Comme dans le cas du Noir, cette intégration semble un piège qui renverse la responsabilité de l’acceptation, d’autant plus que c’est un piège sans fin :
« Le discours sur l’ "intégration" et le rapport de domination qu’il véhicule, a quelque chose d’irritant, puisqu’il attribue la responsabilité de la "non-intégration" aux "assommés" de s’intégrer, qui se demandent a partir de quel moment ils sont considérés comme étant intégrés » [7].
La persistance d’une logique assimilationniste derrière l’affichage d’intégration est énoncée par une série d’ouvrages récents comme le résultat de la persistance durable de la logique coloniale. Cette logique coloniale n’est-elle pas un des contenus importants de cet inconscient de la nation contractuelle refoulé dans le corps de la nation ?
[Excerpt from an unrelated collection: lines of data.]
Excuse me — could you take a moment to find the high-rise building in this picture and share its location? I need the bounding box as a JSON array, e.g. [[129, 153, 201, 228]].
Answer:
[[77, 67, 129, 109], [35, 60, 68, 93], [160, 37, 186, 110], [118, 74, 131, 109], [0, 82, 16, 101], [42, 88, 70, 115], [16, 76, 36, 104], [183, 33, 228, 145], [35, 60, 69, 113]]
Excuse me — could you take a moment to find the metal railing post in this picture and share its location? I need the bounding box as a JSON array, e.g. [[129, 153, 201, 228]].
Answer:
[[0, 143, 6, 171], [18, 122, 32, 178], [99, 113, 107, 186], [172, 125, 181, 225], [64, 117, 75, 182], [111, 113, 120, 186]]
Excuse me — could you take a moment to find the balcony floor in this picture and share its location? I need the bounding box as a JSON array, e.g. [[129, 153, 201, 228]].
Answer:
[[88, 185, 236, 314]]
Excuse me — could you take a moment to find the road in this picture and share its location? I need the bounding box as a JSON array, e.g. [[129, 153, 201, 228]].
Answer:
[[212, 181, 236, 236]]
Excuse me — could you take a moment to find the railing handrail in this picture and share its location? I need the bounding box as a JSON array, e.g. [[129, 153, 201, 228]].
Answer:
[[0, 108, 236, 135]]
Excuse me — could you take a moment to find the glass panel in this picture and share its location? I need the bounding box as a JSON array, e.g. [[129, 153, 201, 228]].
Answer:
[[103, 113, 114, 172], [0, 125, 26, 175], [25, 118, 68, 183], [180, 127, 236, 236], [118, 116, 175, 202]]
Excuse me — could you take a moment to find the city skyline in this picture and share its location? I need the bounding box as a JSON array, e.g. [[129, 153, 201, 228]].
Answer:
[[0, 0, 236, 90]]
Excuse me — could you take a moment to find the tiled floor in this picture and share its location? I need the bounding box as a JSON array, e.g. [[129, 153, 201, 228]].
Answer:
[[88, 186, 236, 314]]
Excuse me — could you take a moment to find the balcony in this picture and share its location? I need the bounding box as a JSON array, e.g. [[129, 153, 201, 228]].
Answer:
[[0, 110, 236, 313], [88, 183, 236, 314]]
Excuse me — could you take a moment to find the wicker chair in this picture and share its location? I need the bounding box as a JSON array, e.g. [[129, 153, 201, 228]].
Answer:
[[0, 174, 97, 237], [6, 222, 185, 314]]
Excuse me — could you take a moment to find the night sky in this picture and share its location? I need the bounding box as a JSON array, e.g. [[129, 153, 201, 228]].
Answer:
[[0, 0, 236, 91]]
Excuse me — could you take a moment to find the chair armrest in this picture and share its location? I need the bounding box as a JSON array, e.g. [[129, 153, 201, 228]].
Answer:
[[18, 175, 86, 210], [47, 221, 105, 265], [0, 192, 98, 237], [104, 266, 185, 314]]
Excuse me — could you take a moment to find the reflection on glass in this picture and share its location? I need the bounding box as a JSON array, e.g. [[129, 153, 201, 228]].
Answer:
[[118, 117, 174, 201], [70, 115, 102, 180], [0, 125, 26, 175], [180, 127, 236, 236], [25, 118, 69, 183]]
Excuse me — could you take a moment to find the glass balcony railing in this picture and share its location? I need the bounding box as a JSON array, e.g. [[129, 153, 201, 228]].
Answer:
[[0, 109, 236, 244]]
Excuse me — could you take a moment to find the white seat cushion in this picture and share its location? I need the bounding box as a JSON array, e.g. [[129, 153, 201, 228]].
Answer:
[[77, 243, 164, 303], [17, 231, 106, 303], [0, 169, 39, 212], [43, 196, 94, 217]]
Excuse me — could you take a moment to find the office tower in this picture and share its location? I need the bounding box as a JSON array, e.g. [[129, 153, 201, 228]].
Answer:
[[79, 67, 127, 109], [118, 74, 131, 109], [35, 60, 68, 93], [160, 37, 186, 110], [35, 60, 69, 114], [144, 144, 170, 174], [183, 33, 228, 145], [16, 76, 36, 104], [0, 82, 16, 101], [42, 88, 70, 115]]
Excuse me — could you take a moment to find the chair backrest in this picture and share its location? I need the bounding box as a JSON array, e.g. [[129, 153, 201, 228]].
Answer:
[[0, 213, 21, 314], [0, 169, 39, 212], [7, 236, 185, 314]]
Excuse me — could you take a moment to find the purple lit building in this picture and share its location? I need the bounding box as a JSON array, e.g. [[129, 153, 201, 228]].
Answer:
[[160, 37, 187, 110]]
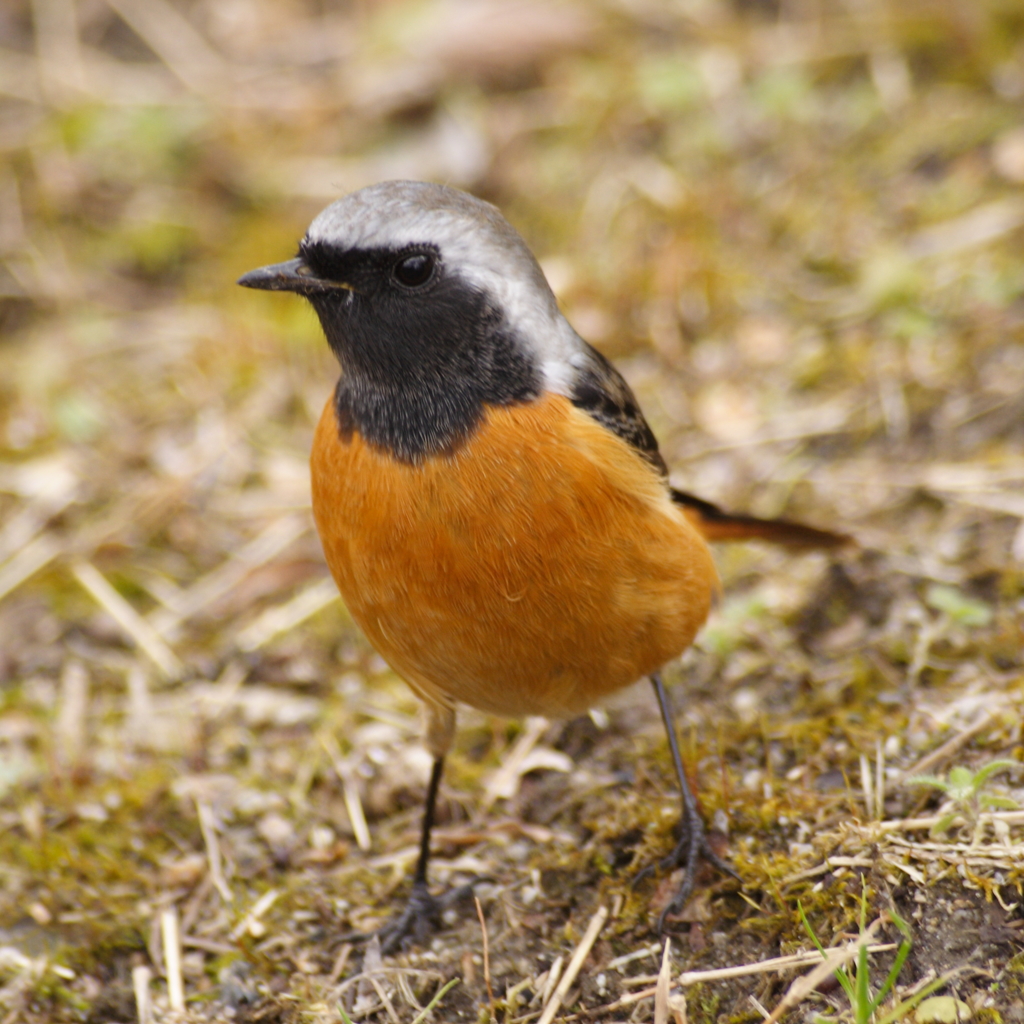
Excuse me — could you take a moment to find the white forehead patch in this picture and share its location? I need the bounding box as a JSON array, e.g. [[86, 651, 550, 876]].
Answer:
[[306, 181, 583, 395]]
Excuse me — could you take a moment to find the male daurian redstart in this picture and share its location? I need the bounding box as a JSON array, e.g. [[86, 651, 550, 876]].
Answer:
[[239, 181, 847, 950]]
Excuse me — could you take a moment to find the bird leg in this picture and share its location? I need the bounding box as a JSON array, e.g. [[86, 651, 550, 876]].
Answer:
[[633, 672, 739, 935], [377, 757, 473, 954]]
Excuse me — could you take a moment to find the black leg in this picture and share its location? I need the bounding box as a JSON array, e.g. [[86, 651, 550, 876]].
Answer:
[[378, 758, 473, 954], [413, 758, 444, 887], [634, 672, 739, 935]]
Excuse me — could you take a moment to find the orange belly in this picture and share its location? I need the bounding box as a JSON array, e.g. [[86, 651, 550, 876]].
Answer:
[[311, 394, 718, 718]]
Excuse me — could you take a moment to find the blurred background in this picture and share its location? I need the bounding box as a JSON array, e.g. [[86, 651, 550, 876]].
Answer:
[[0, 0, 1024, 1019]]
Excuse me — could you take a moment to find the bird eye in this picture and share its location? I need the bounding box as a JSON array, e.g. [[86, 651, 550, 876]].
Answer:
[[394, 253, 434, 288]]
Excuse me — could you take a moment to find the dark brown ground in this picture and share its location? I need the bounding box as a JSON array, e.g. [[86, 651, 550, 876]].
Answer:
[[0, 0, 1024, 1024]]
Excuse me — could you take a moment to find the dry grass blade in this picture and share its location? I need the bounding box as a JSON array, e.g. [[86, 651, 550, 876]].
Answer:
[[540, 906, 608, 1024], [654, 939, 672, 1024], [72, 562, 185, 679], [238, 579, 339, 652], [677, 942, 896, 985], [160, 906, 185, 1012], [101, 0, 227, 93], [0, 534, 61, 600], [766, 918, 883, 1024], [899, 712, 1001, 785], [473, 896, 497, 1020], [131, 964, 153, 1024], [319, 732, 373, 851], [196, 800, 234, 905]]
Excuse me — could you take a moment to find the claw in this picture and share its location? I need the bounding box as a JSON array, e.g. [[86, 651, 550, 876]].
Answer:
[[376, 880, 476, 955]]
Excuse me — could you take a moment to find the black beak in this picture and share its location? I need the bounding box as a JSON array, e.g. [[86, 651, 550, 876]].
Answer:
[[239, 257, 355, 295]]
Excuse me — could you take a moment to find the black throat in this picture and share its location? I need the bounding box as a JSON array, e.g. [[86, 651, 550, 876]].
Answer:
[[302, 246, 541, 463]]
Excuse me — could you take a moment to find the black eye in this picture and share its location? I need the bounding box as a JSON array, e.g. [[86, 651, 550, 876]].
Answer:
[[393, 253, 434, 288]]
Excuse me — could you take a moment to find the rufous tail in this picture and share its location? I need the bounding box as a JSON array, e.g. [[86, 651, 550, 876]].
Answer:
[[672, 487, 853, 548]]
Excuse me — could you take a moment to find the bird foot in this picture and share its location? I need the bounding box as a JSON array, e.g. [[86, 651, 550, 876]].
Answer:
[[632, 809, 740, 935], [367, 882, 474, 955]]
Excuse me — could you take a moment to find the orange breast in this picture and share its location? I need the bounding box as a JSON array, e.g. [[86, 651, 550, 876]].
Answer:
[[311, 394, 718, 717]]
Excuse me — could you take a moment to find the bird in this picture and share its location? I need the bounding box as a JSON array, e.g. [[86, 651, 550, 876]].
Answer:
[[239, 181, 849, 952]]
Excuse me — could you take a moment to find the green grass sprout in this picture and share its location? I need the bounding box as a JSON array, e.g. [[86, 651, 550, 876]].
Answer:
[[907, 758, 1021, 836], [797, 892, 947, 1024]]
« On peut faire l’hypothèse que les "structures d’attitudes et de pensée" qui se sont construites lors de l’époque impériale tendent a perdurer malgré une relative distance historique, ce qui suppose de considérer ces structures comme disposant d’une force d’inertie rendant difficile le changement. Cette inertie s’illustre notamment à travers les représentations de l’Arabe et du musulman (homme et femme) et toute une série d’attitudes et de pensées vis-à-vis des populations issues de l’immigration post-coloniale qui n’ont pas fait l’objet d’un travail de deuil de la période coloniale » [8].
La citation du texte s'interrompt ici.